His jaw tightened. “You’ve thought that for ten months?”
She sighed. “You should know I would never have become your lover, let alone become engaged to you, if I’d thought it back then.”
He was pale, his face remote, untouchable. “Well, you should know I don’t cheat. I’ve never cheated on a woman in my life. Except the day you kissed me,” he finished with a hard irony that made her feel…feel—“and I went straight to her and told her I’d met you, and ended it. After fourteen months together, you should know better than to accuse me of that. Sneaking around behind someone’s back, saying one thing to one woman and promising the other something else, lying and manipulating and hurting everyone is the act of a selfish loser and pathetic coward.”

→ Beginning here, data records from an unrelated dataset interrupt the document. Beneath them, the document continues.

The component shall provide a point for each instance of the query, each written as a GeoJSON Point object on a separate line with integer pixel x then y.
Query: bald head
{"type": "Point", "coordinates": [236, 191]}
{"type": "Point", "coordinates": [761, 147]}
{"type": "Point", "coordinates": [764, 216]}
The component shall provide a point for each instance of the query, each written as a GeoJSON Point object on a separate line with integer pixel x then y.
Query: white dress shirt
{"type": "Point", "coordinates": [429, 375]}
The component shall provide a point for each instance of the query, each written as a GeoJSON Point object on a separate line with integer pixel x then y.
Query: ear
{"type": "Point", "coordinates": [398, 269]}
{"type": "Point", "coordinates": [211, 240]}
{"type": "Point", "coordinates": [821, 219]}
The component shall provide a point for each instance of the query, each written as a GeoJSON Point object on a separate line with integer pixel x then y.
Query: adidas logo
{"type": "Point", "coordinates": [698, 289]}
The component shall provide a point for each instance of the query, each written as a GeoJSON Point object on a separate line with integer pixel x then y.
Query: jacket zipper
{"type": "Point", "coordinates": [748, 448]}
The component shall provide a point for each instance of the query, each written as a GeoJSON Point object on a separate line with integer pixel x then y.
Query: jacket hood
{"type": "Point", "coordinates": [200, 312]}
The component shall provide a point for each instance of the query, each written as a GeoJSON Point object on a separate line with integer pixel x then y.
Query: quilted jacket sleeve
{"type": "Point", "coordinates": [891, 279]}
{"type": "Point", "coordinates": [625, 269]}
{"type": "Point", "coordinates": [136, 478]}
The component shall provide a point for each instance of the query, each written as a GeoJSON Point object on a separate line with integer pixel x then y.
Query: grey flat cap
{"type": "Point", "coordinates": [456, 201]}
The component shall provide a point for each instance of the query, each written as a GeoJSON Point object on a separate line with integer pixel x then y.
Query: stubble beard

There was no way he was lying; but the fury in his eyes—the shadows of something in the past—told her this was a wound he wouldn’t let her touch.
Another door he’d closed in her face.
“I went to see Molly that time because she called to tell me about her mom getting married. It sounded like she needed me,” he informed her, his tone, so restrained and polite, hitting her like a whiplash. “But it was only a week before our engagement party, and it seemed the wrong time to tell you I have a daughter. But right now it feels as if any time would have been a bad time. If you can’t believe I was faithful to you, I was always going to be in the wrong, no matter what I did.”
She felt the heat stain her cheeks, an unspoken acknowledgement that he was right—but it only made her angrier. He had no right to be right…correct—oh, to hell with semantics! He had to be in the wrong now!
“So you think I wouldn’t have understood if you’d told me at the start of our relationship?” she challenged. “Why was it a bad time then? Was it always going to be a bad time to tell me?” A shaft of uncertainty lanced through her. “Am I so hard to confide in? Am I so…so non-understanding? Why was it so intimidating to tell me about Molly?” Or about anything else, it seems…
He shook his head and sighed. “It wasn’t like that. You have your ways of making it hard to confide, but not in the way you mean.”
“I see,” she whispered, looking at her hands again.
“No, I don’t think you do.” His hands gripped the steering wheel. His face was pale and set, looking forward, out to the passing traffic. Shutting another door in her face. Making it impossible to ask what he meant.
“Does Molly know about me? That you have a fiancée?” she asked after a while, but knew the answer before it came.
“Not yet.” Again, no apology. No excuse.
Rebellion rose higher in her throat. She wanted the truth. She needed to hear the answers. She had to know. And she wanted to deck him!
But did she hit first or ask first? She was too furious to ask the question that had been hovering in her mind for months. Why should she ask if he’d ever loved her in truth, or was marrying her to avoid public humiliation on both their parts? He’d only give the perfect reassurance. And he might even believe it was the truth…but she wouldn’t believe it. She wasn’t the trusting fool she’d been a few months ago.